Le gang agissait de manière rusée. Il choisissait les victimes d'après leurs signes extérieurs de richesse. Dans les supermarchés ou sur les parkings, la carte bancaire ou de crédit était chipée pendant que le lésé avait le dos tourné ou qu'il ramenait son caddie. Equipé d'un ordinateur portable couplé au lecteur de cartes, le pirate copiait les pistes magnétiques en quelques secondes et remettait la carte dans le portefeuille. Ensuite, il lui était facile de graver une nouvelle carte. N'importe quel support avec piste magnétique peut servir, même la carte de fidélité d'un grand magasin. Le lésé ne se rendait compte du dommage qu'en fin de mois, quand il recevait son décompte. Il n'y comprenait rien et soupçonnait son entourage…

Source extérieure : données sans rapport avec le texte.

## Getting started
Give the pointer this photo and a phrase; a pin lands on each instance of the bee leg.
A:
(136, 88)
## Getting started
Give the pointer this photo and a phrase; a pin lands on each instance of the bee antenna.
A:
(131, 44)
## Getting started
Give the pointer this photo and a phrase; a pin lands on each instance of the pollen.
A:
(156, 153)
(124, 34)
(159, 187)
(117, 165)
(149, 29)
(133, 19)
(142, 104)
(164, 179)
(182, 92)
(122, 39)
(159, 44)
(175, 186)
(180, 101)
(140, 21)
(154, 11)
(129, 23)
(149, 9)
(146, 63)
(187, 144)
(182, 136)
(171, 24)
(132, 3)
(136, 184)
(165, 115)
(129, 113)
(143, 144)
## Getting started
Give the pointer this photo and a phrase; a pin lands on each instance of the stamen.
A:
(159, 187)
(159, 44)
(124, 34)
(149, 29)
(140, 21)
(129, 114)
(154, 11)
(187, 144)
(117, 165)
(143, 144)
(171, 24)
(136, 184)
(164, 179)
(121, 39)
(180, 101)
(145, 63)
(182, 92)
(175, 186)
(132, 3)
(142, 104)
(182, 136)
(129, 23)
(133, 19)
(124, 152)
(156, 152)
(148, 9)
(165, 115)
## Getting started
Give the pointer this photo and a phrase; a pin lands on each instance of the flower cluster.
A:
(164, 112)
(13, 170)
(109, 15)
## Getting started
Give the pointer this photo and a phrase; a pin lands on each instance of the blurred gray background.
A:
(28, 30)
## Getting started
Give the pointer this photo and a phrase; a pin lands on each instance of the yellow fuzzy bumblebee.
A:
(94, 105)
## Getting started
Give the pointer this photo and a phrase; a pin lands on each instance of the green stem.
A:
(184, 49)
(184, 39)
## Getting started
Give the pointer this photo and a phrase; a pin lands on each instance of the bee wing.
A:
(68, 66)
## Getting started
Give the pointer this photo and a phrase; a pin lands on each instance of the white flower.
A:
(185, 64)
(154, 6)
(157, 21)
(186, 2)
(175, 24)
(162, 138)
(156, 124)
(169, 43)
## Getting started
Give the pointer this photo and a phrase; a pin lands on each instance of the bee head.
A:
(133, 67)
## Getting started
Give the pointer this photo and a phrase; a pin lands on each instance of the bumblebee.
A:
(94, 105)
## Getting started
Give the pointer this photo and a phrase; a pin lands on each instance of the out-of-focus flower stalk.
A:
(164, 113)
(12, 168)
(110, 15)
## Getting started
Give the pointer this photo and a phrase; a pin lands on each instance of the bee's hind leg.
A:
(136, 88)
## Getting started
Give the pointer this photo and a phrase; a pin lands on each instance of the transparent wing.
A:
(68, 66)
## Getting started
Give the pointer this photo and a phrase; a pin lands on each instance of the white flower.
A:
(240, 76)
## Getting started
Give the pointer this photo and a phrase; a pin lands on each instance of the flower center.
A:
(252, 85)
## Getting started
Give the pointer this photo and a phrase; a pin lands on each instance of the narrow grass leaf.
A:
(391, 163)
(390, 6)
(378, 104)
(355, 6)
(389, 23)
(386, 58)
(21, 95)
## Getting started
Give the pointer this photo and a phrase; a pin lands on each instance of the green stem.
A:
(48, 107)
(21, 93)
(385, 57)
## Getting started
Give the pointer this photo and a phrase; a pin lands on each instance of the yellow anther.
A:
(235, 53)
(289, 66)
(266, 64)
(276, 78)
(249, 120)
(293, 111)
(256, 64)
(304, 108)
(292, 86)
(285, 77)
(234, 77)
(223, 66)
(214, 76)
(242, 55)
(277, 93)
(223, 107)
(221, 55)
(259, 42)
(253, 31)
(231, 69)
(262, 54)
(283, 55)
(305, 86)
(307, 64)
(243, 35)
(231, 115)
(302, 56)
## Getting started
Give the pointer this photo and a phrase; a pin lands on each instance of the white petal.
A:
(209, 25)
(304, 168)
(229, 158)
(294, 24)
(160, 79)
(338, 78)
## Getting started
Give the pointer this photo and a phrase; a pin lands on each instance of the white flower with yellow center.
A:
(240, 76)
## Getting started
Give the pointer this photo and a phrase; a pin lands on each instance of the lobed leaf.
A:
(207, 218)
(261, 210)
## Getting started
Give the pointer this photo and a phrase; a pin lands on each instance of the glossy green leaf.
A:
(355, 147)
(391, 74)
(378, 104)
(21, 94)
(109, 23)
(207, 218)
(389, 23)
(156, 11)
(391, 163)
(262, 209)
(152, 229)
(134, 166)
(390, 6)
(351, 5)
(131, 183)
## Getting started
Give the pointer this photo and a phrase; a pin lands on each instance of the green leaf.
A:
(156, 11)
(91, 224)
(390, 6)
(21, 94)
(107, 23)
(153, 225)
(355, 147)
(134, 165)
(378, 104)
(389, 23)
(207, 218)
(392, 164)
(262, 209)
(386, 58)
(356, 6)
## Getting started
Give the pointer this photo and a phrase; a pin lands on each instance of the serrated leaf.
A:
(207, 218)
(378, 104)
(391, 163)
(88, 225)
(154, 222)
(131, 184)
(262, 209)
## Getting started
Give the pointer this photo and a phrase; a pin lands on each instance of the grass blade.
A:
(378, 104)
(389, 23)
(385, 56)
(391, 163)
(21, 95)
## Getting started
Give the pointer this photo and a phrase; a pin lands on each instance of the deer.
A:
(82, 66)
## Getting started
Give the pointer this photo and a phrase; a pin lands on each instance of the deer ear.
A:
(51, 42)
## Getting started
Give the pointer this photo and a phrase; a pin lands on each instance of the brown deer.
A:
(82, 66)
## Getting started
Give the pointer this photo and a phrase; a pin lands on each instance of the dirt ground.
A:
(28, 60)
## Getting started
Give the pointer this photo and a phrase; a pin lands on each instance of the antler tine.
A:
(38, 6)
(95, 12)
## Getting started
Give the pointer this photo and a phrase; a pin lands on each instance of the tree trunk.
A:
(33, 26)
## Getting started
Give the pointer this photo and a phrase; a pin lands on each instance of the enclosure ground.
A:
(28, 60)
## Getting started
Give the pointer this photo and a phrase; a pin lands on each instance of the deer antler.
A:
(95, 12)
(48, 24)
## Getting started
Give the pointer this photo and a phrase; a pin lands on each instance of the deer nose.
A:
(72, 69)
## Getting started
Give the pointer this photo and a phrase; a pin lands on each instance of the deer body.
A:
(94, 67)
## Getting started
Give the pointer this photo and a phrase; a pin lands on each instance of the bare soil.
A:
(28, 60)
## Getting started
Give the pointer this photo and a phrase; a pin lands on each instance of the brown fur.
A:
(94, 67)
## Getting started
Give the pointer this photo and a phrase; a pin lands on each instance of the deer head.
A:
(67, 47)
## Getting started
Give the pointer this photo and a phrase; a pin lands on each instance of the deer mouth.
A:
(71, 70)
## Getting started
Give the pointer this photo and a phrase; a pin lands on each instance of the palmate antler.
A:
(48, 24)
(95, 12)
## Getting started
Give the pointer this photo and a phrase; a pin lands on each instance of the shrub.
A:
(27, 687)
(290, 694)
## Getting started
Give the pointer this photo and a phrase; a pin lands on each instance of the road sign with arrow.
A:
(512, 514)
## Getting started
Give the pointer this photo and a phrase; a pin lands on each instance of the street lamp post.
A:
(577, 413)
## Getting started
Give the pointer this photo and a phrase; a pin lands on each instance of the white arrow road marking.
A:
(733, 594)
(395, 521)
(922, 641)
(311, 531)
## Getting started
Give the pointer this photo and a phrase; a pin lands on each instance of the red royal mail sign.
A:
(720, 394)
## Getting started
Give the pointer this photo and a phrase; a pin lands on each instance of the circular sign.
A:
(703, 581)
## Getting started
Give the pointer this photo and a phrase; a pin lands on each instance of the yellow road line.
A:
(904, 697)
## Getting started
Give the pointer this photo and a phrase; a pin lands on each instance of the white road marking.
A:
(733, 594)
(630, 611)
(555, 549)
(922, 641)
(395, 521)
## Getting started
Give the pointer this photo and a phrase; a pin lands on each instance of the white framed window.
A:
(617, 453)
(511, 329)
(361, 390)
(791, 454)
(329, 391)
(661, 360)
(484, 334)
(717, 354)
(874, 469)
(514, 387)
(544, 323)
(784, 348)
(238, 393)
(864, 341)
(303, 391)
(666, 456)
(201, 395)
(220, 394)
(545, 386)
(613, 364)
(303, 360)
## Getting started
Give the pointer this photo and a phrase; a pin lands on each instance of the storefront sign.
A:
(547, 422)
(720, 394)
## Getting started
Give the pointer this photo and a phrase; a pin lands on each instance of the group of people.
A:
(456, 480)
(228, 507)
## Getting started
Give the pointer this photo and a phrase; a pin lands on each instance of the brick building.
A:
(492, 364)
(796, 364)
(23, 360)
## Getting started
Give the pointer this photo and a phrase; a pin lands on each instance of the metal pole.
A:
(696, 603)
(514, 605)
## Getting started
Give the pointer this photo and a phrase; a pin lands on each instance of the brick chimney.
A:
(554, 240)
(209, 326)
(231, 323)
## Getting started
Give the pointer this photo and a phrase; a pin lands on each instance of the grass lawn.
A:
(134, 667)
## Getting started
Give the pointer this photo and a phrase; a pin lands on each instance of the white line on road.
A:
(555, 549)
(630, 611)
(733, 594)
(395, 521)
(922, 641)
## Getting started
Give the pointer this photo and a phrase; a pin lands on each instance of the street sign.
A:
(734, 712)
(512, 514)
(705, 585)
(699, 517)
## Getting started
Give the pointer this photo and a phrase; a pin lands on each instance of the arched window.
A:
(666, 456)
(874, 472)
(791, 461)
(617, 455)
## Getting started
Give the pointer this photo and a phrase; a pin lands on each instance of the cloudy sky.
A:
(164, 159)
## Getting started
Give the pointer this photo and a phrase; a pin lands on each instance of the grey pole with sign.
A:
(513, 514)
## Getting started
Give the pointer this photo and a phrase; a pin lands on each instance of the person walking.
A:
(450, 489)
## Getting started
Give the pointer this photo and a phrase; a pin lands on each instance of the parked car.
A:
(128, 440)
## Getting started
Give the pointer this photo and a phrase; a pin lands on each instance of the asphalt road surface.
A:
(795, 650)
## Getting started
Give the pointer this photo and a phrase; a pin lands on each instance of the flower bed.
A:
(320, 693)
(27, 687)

Pour les cartes avec numéro d'identification personnel, le NIP, qui permet de retirer de l'argent au Bancomat, c'était un plus compliqué. Mais souvent le NIP était écrit sur la carte, ou il se trouvait sur un petit papier dans la bourse du lésé. Quand ce n'était pas le cas, les pirates téléphonaient à leur victime, au nom de la banque, et demandaient le NIP pour une vérification. Certaines personnes ont mis du temps à comprendre ce qu'il leur arrivait. Olivier Guéniat, chef de la police de Sûreté, a confié hier qu'un septuagénaire au compte bien garni s'était fait voler 70 000 francs sans s'en rendre compte. Olivier Guéniat considère que les cartes ne présentent pas une sécurité suffisante. Seules celles qui dont dotées d'une puce semblent inviolables, en tout cas pour l'instant…

Tickets jetés

A preuve: il est très facile de se fabriquer une Postcard en relevant les chiffres sur les tickets jetés dans la poubelle. Quant au NIP on peut le découvrir en testant la carte de manière aléatoire dans les anciens distributeurs d'essence qui ne bloquent pas la manœuvre après trois essais infructueux. Le gang testait les cartes en composant systématiquement les NIP: 1000, 1001, 1002, jusqu'à 9999. Il fallait parfois quatre nuits pour le découvrir, mais cela rapportait gros: au moins 5000 francs par jour. Et quand le compte était soldé, les pirates le réapprovisionnaient au moyen de chèques volés et falsifiés!

Le manque de sûreté des Postcard, qui n'ont qu'une seule carte magnétique et dont le NIP ne compte que quatre chiffres, a été démontré. La Poste doit être embarrassée, car elle n'a pas pu répondre à nos questions hier après-midi. Quant aux trois pirates arrêtés (sur cinq) et dévoilés par les caméras des Bancomat, ils ont passé quelques mois en prison avant d'être relâchés. Ils reviendront peut-être en Suisse pour leur procès. Peut-être.